Case for Low-Volatility Equity
An Index-Option Based Approach
The challenge of pursuing returns while managing risk is increasingly difficult. In an environment where the equity market is defined by the potential for significant volatility and the fixed income market is defined by low interest rates with the potential to rise, many types of investors – from individuals to large institutions – are seeking new ways to achieve the right balance between return and risk.
Over long time periods, diversified equity portfolios have historically generated attractive returns that outpace inflation. However, when equity prices fluctuate significantly, short-term risks create challenges for long-term investors. Increased volatility tempts individual investors to abandon sound long-term strategies and poses unique challenges for institutional investors with long-term liabilities.
At Gateway, we believe strategies that reduce risk with index options can be an effective solution to the challenges that investors face. Equity market exposure combined with index options, and their associated volatility risk premium, can mitigate equity market losses while simultaneously benefitting from the equity market’s propensity to rise over the long term.

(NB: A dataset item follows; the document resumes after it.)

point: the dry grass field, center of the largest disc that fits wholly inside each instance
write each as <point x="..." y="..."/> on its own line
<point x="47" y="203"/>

Over-Pricing of Volatility in Option Markets is a Persistent Phenomenon1
The frequent over-pricing of implied volatility relative to realized volatility represents a risk premium that creates the potential for option-writing strategies to enhance risk-adjusted return relative to broad equity market indexes. Our strategic use of index options can convert this implied equity market volatility into cash flow while maintaining equity market correlation. This consistent risk profile has the potential for less downside exposure and smaller short-term fluctuations than the underlying equity index. These characteristics may be useful to investors seeking new solutions to the ever-more challenging investment objective of adding short-term consistency to the pursuit of long-term portfolio returns.
Consistent Low-Volatility Equity Profile2
Option writing strategies similar to the Cboe® S&P 500 BuyWriteSM Index (the BXMSM)3 and Cboe® S&P 500 PutWriteSM Index (the PUTSM)4 exhibit “low-volatility equity” profiles: high equity correlation with lower standard deviation and beta, typically resulting in smaller drawdowns and a tighter distribution of returns than the S&P 500® Index5.
1VIX® data available as of January 1, 1990. Past performance is no guarantee of future results.
2There are no guarantees Gateway’s strategies will perform as seen in these charts.
3The BXMSM is a passive total return index designed to track the performance of a hypothetical buy-write strategy on the S&P 500® Index. The construction methodology of the index includes buying an equity portfolio replicating the holdings of the S&P 500® Index and selling a single one-month S&P 500® Index call option with a strike price approximately at-the-money each month on the Friday of the standard index-option expiration cycle and holding that position until the next expiration.
4The PUTSM is a passive total return index designed to track the performance of a hypothetical portfolio that sells S&P 500® Index put options against collateralized cash reserves held in a money market account. The PUTSM strategy is designed to sell a monthly sequence of S&P 500® Index puts and invest cash at one- and three-month Treasury Bill rates. The monthly sequence entails writing one-month S&P 500® Index put options with a strike price approximately at-the-money each month on the Friday of the standard index option expiration cycle and holding that position until the next expiration. The number of put contracts with identical strike prices and expiration dates sold varies from month to month but is limited so that the amount held in Treasury Bills can finance the maximum possible loss from final settlement of the S&P 500® Index puts.
5Selling index call options can reduce the risk of owning stocks, but it limits the opportunity to profit from an increase in the market value of stocks in exchange for up-front cash at the time of selling the call option.
6Post-Tech Bubble drawdown occurred from September 1, 2000 to October 9, 2002. The Great Financial Crisis drawdown occurred from October 9, 2007 to March 9, 2009. The COVID-19 Pandemic drawdown occurred from February 19, 2020 to March 23, 2020.